Background from E. Mazierska:

[This, Wajda’s first feature,] “marks the beginning of the Polish School, the paradigm of Polish cinema that arose from the political and cultural thaw of the mid-1950s.

A so-called political thaw followed the deaths of Stalin in 1953 and the leader of the Polish Communist party, Wladyslaw Bierut, in 1956, and the bloody events of June 1956, when scores of pro-democracy demonstrators were killed by government troops during street riots in Poznan. These events paved the way for Wladyslaw Gomulka, who envisaged a more independent, less totalitarian Poland, to become the new party leader in October 1956.
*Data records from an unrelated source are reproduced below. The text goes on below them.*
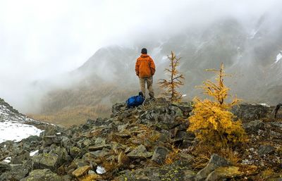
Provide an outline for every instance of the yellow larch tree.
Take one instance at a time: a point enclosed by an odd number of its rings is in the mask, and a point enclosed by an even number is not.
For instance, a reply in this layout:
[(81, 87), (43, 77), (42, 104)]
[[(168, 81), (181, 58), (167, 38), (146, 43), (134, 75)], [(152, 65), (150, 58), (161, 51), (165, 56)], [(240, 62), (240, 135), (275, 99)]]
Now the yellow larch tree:
[(168, 73), (169, 79), (159, 80), (159, 85), (161, 88), (165, 89), (165, 93), (164, 94), (170, 101), (180, 101), (182, 99), (182, 94), (177, 91), (180, 85), (184, 85), (182, 80), (184, 79), (184, 75), (181, 74), (177, 67), (179, 65), (179, 60), (181, 58), (176, 58), (176, 56), (173, 51), (171, 51), (171, 56), (168, 56), (169, 61), (170, 69), (166, 68), (164, 71)]
[(216, 82), (206, 80), (200, 87), (213, 100), (195, 98), (188, 131), (193, 132), (200, 141), (219, 148), (245, 142), (246, 135), (242, 123), (240, 120), (234, 121), (235, 116), (230, 112), (239, 100), (235, 97), (230, 103), (226, 102), (230, 89), (223, 84), (223, 77), (229, 75), (224, 73), (223, 64), (221, 63), (219, 70), (207, 70), (217, 74)]

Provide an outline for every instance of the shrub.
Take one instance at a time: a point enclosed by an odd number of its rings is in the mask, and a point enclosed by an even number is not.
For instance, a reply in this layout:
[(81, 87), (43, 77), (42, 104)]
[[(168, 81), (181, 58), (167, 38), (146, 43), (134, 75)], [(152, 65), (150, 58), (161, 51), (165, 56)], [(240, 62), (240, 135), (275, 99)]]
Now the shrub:
[(238, 104), (235, 97), (231, 103), (225, 101), (228, 97), (229, 88), (223, 84), (223, 64), (219, 70), (207, 70), (217, 74), (216, 82), (206, 80), (201, 87), (213, 100), (194, 99), (193, 115), (190, 117), (188, 131), (193, 132), (200, 141), (216, 147), (226, 147), (245, 141), (245, 132), (240, 120), (233, 121), (234, 116), (230, 112), (231, 107)]
[(176, 89), (179, 87), (179, 86), (183, 85), (181, 80), (184, 79), (184, 75), (177, 70), (180, 58), (176, 58), (176, 56), (173, 51), (171, 51), (171, 56), (168, 56), (168, 58), (171, 61), (169, 65), (171, 69), (166, 68), (164, 71), (169, 73), (169, 79), (161, 79), (159, 80), (159, 84), (161, 88), (164, 88), (166, 89), (164, 94), (168, 98), (169, 101), (180, 101), (182, 99), (182, 94), (178, 92)]

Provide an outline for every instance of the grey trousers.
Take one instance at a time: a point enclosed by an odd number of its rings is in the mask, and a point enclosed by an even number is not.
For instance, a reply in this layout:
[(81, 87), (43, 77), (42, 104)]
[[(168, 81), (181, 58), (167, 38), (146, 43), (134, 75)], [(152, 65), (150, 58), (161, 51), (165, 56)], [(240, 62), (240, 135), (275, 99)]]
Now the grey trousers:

[The Polish School] directors, including Wajda, Andrzej Munk, Jerzy Kawalerowicz, and Wojciech Has, were all trained after the war, mostly at the Polish National Film School, in Lodz, which opened in 1948. They rejected the simplistic world vision offered by socialist realism and wanted their films to appeal to the viewer through images, rather than the verbal tirades of elevated individuals.

I also watched Wajda’s documentary short on the disc, Ceramics from Ilza, mostly of interest for the way he photographs the ceramic figures in natural environments: against a lake or a hillside, instead of in the studio where they’d normally be displayed.